Over the past decade or so, the ability of graphics processing units to handle many non-gaming workloads more efficiently than central processing units has helped Nvidia (NVDA) significantly grow its addressable market.
And in recent years, the company has taken things a step further by creating end-to-end solutions for non-gaming workloads that pair its GPUs with proprietary software for developers and others.
In that context, the new offerings and partnerships that Nvidia disclosed at the Mobile World Congress Americas conference extend its broader strategic push to have its GPUs power everything from AI/deep learning workloads to content-creation apps to autonomous driving systems.
During an MWC Americas keynote, Nvidia CEO Jensen Huang unveiled EGX, a platform for running so-called edge-computing workloads for manufacturers, retailers, municipal governments and other organizations that want or need to process large amounts of data close to where the data was created.
EGX effectively ties together a variety of GPUs and software solutions Nvidia has been providing for edge-computing deployments. In that sense, it has a bit in common with Nvidia's Drive platform for autonomous and semi-autonomous cars, as well as the recently launched Nvidia Studio platform for notebooks aimed at content creators.

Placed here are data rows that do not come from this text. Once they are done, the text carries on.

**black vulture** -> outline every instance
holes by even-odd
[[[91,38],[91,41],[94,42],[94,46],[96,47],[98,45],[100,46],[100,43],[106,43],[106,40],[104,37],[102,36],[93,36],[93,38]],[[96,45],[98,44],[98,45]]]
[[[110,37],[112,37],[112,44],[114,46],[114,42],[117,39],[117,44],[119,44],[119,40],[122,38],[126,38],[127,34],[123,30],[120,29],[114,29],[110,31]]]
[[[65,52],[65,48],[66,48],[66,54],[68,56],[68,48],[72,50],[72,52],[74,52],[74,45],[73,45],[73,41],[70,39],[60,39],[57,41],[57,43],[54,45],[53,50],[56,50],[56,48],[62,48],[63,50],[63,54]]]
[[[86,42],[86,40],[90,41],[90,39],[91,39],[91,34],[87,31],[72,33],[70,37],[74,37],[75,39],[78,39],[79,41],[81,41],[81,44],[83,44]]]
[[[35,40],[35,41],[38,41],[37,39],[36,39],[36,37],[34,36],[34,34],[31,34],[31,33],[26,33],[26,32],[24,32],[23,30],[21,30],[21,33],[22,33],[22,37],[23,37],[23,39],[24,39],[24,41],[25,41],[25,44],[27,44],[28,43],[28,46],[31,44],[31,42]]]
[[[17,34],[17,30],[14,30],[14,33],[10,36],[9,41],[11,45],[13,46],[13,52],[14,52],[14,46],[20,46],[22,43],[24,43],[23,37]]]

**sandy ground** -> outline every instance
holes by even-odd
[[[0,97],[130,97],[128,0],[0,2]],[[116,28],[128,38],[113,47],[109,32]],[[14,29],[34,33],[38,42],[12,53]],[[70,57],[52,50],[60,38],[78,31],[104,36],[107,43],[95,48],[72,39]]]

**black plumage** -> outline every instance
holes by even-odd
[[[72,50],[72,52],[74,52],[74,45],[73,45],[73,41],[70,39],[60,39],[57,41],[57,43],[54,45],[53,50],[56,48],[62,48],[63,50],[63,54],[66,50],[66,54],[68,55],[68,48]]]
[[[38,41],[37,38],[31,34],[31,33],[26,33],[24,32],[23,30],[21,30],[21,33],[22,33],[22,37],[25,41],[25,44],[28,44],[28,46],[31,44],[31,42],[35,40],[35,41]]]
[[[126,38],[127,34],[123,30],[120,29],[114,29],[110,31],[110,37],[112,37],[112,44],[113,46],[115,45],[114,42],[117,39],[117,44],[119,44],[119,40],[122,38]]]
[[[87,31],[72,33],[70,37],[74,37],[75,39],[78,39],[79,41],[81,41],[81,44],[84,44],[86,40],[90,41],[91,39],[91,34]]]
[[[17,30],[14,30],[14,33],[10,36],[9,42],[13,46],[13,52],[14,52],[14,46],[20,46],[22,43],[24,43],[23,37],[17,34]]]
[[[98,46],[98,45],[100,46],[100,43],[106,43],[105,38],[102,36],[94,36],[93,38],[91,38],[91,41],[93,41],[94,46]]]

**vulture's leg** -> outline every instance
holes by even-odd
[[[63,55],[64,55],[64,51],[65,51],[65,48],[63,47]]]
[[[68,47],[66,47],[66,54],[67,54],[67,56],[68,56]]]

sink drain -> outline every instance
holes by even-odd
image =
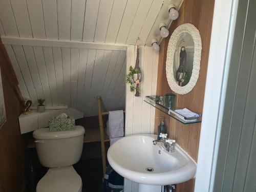
[[[152,167],[146,167],[146,170],[148,172],[154,172],[154,168]]]

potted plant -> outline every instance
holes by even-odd
[[[44,113],[46,111],[46,106],[44,104],[45,100],[43,99],[37,99],[38,105],[37,106],[37,112]]]

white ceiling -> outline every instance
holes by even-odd
[[[1,0],[2,35],[134,44],[163,0]]]
[[[182,0],[0,0],[1,36],[134,45],[168,25]],[[166,22],[167,21],[167,22]],[[155,37],[154,37],[155,36]]]
[[[25,97],[95,115],[99,95],[107,110],[124,109],[126,46],[119,44],[160,41],[159,24],[170,24],[168,5],[182,2],[0,0],[0,34]]]
[[[68,105],[97,115],[95,97],[107,110],[124,109],[126,51],[6,45],[22,95],[47,106]]]

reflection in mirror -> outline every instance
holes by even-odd
[[[181,87],[186,86],[193,70],[194,42],[191,35],[184,32],[180,34],[175,45],[174,55],[174,76],[176,83]]]

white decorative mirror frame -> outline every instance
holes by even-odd
[[[183,33],[188,33],[191,35],[195,47],[193,69],[191,77],[187,84],[184,87],[181,87],[177,84],[175,79],[173,67],[176,42]],[[174,31],[168,44],[166,66],[167,80],[172,91],[179,94],[184,95],[189,93],[193,89],[199,75],[201,50],[202,42],[199,31],[193,25],[190,24],[183,24],[177,27]]]

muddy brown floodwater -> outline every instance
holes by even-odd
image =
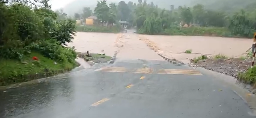
[[[251,47],[252,39],[214,37],[140,35],[156,43],[165,54],[182,61],[188,61],[202,54],[222,54],[229,57],[241,55]],[[192,53],[186,54],[187,49]]]
[[[72,43],[67,44],[74,46],[76,51],[85,53],[88,50],[92,53],[105,53],[112,56],[116,50],[114,46],[118,34],[102,33],[76,33]]]

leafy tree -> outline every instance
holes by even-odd
[[[92,11],[89,7],[84,7],[83,8],[83,13],[81,14],[81,16],[82,16],[84,18],[86,18],[91,16],[92,14]]]
[[[192,13],[189,7],[186,7],[180,8],[180,16],[182,20],[189,26],[193,21]]]
[[[108,20],[109,8],[106,0],[98,1],[97,6],[94,9],[94,13],[98,19],[102,22],[106,22]]]
[[[142,0],[138,0],[138,2],[139,2],[139,4],[141,4],[142,2]]]
[[[79,14],[75,13],[74,17],[76,20],[80,19],[80,14]]]
[[[131,10],[124,1],[121,1],[118,3],[118,18],[122,20],[127,21],[130,17]]]
[[[114,3],[111,3],[109,4],[109,23],[113,26],[113,24],[116,22],[116,16],[118,12],[117,6]]]

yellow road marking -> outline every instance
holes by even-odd
[[[124,67],[104,67],[101,69],[125,69]]]
[[[95,70],[95,71],[101,71],[101,72],[120,72],[120,73],[124,73],[126,72],[124,71],[99,71],[99,70]]]
[[[158,72],[158,73],[200,73],[197,72],[181,72],[181,71],[172,71],[172,72]]]
[[[91,105],[91,106],[98,106],[98,105],[106,101],[107,101],[108,100],[109,100],[109,98],[103,98],[101,100],[98,101],[94,103],[93,103]]]
[[[157,73],[157,74],[175,74],[175,75],[202,75],[202,74],[200,74],[200,73]]]
[[[145,78],[145,76],[142,76],[142,77],[140,77],[140,79],[143,79]]]
[[[133,85],[128,85],[127,87],[125,87],[125,88],[131,88],[131,87],[133,86]]]
[[[127,69],[99,69],[97,70],[106,70],[106,71],[126,71]]]

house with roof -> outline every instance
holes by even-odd
[[[85,24],[86,25],[94,25],[97,24],[97,17],[91,16],[85,19]]]
[[[126,29],[129,24],[129,23],[126,21],[120,20],[119,21],[119,23],[124,29]]]

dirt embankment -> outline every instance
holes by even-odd
[[[189,63],[189,60],[204,55],[222,54],[228,57],[238,57],[251,46],[252,40],[214,37],[140,35],[150,39],[161,49],[165,55]],[[191,53],[184,53],[191,49]]]
[[[253,43],[251,39],[191,36],[140,36],[157,45],[158,51],[164,55],[192,66],[201,67],[236,78],[239,73],[246,71],[252,64],[251,60],[245,59],[246,52]],[[186,53],[186,50],[191,52]],[[194,59],[202,55],[207,59]],[[194,59],[198,60],[193,64]],[[256,92],[255,89],[251,90],[253,93]]]

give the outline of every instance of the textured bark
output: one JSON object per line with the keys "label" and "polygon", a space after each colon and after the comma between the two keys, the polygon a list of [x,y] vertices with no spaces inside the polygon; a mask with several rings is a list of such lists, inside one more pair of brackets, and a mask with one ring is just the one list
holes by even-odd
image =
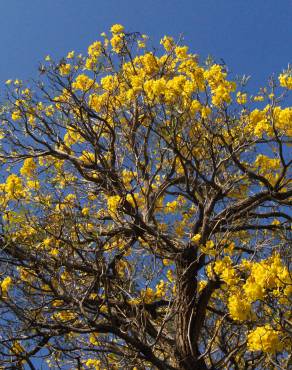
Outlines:
{"label": "textured bark", "polygon": [[177,262],[176,302],[176,357],[177,366],[183,370],[207,369],[204,361],[198,361],[199,352],[193,332],[196,317],[197,282],[196,252],[185,251]]}

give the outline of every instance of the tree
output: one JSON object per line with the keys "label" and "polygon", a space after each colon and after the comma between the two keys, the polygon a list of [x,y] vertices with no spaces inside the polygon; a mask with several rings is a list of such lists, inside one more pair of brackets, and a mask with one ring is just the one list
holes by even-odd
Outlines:
{"label": "tree", "polygon": [[114,25],[7,81],[5,369],[291,364],[291,69],[252,96],[148,43]]}

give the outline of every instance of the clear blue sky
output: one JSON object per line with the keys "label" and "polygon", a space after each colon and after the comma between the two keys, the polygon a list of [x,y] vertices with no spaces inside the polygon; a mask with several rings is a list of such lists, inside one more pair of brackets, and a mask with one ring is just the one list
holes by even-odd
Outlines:
{"label": "clear blue sky", "polygon": [[154,42],[183,33],[192,52],[223,58],[252,85],[292,60],[292,0],[2,0],[0,84],[37,77],[47,54],[84,52],[114,23]]}

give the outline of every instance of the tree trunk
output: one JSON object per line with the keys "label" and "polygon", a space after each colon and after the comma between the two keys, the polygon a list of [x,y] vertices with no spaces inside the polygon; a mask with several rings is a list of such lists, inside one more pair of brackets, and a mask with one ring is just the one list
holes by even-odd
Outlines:
{"label": "tree trunk", "polygon": [[[197,263],[194,249],[185,251],[177,262],[176,302],[176,357],[182,370],[208,369],[203,360],[198,360],[199,351],[195,318],[197,308]],[[199,328],[198,328],[199,329]]]}

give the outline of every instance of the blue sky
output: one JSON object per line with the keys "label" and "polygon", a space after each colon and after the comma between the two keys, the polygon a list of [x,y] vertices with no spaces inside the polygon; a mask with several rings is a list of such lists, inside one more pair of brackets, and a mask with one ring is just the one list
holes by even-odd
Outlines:
{"label": "blue sky", "polygon": [[292,59],[292,0],[8,0],[0,2],[0,86],[37,77],[47,54],[84,52],[114,23],[154,43],[183,34],[192,52],[222,58],[254,86]]}

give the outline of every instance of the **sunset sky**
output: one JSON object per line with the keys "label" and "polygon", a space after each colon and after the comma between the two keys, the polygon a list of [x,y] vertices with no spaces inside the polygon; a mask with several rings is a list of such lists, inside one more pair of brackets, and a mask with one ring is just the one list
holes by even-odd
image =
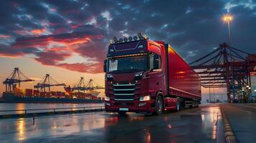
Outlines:
{"label": "sunset sky", "polygon": [[[252,0],[1,0],[0,80],[17,66],[36,80],[22,84],[24,88],[32,88],[45,74],[67,84],[85,77],[103,86],[109,40],[138,31],[169,43],[190,62],[228,40],[222,20],[227,13],[234,16],[232,46],[255,52]],[[0,92],[4,90],[1,84]]]}

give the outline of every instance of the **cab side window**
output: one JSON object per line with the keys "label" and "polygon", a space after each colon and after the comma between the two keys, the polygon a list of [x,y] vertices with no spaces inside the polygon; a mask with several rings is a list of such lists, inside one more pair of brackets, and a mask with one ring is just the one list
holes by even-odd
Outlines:
{"label": "cab side window", "polygon": [[149,69],[151,70],[161,69],[161,56],[156,54],[149,54]]}

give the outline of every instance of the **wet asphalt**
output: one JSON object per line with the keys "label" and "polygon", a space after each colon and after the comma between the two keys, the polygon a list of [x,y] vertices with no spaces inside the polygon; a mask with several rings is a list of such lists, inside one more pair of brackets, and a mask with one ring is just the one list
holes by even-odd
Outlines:
{"label": "wet asphalt", "polygon": [[[5,142],[223,142],[219,105],[160,116],[128,113],[51,115],[0,120]],[[218,141],[218,142],[217,142]]]}

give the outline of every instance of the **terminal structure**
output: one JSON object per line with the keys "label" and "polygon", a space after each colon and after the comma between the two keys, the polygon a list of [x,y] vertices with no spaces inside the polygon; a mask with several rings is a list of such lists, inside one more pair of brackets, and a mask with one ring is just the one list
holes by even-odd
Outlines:
{"label": "terminal structure", "polygon": [[189,64],[205,88],[227,88],[230,102],[252,100],[251,77],[256,73],[256,54],[223,43],[209,54]]}

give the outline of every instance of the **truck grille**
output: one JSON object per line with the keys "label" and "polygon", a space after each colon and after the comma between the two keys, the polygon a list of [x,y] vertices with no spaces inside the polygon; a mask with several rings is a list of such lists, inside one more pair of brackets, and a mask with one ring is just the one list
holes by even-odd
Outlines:
{"label": "truck grille", "polygon": [[116,101],[133,101],[134,99],[135,84],[113,84],[113,94]]}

Nvidia also unveiled Aerial, a software developer kit that allows off-the-shelf servers packing Nvidia GPUs to handle baseband processing and packet processing for 5G radio access networks (RANs) -- tasks traditionally handled by other types of chips that are placed inside of base stations. Aerial will be part of EGX.
In tandem with these announcements, Nvidia disclosed an expansion of its existing partnership with Microsoft's (MSFT) Azure cloud unit, through which Azure will have its IoT edge-computing and machine-learning services run on top of EGX. The company also said it was partnering with mobile infrastructure giant Ericsson (ERIC) and IBM-owned (IBM) Red Hat on Nvidia-powered solutions for 5G RANs.
Nvidia, which has already been working with Azure, Amazon (AMZN) Web Services and some server OEMs on solutions for the burgeoning edge-computing space, notes that existing EGX users include Walmart, BMW, Procter & Gamble, Samsung's semiconductor unit and the cities of Las Vegas and San Francisco.
Regarding Walmart, which is also a big Azure client, an Nvidia spokesperson mentioned that the company is using EGX in tandem with cameras and sensors to help it do everything from restocking shelves to opening up checkout lanes to guaranteeing the freshness of meat and produce. He added that a single Walmart store could use EGX to process more than 1.6 terabytes of data per second.
Nvidia is by no means the only chip developer that's going after the edge-computing market. Xilinx (XLNX) has been promoting the use of its FPGAs (hardware-programmable chips) for certain edge workloads, and Intel (INTC) , whose Internet of Things Group has been seeing healthy growth, has been pitching both its FPGAs and Xeon server CPUs as edge-computing options.
This won't be a winner-take-all space. But GPUs are proving to be a good fit for video analytics and certain other AI/deep-learning workloads, and the launch of EGX should help Nvidia add to its recent momentum.
Meanwhile, in the 5G RAN space, Nvidia is looking to displace both Xilinx and Intel's FPGAs, as well as specialized base station processors -- developed both by independent chip suppliers such as Marvell Technology (MRVL) , as well as base-station suppliers such as Nokia (NOK) , Ericsson and Samsung (SSNLF) . And it's also competing against Intel's efforts to have Xeon CPUs handle RAN processing functions via off-the-shelf servers.
Much like Intel, Nvidia argues that centralizing RAN processing functions on commodity servers (i.e., creating virtual RANs) enables the more efficient use of resources compared with tying resources to individual base stations. Also like Intel, the company argues that the software programmability of its chips enables them to handle a wider set of workloads than traditional processing solutions, as well as more quickly support new workloads.
In the latter respect, GPUs aren't quite as versatile as CPUs. But thanks to their ability to handle large numbers of jobs in parallel, they could often be more efficient than CPUs when it comes to handling signal-processing workloads on 5G networks.
Time will tell just how much traction Nvidia sees for its virtual RAN solution. Certainly, the strong design win activity that Xilinx and Marvell continue seeing for their 5G infrastructure offerings makes it clear that more traditional RAN solutions aren't by any means going away. But some telcos could be drawn to the versatility and centralized nature of Nvidia's platform, and getting Ericsson's backing definitely doesn't hurt.
And more broadly speaking, Nvidia over the past decade has shown a knack for driving strong adoption of its GPUs for workloads that GPUs once were never considered for.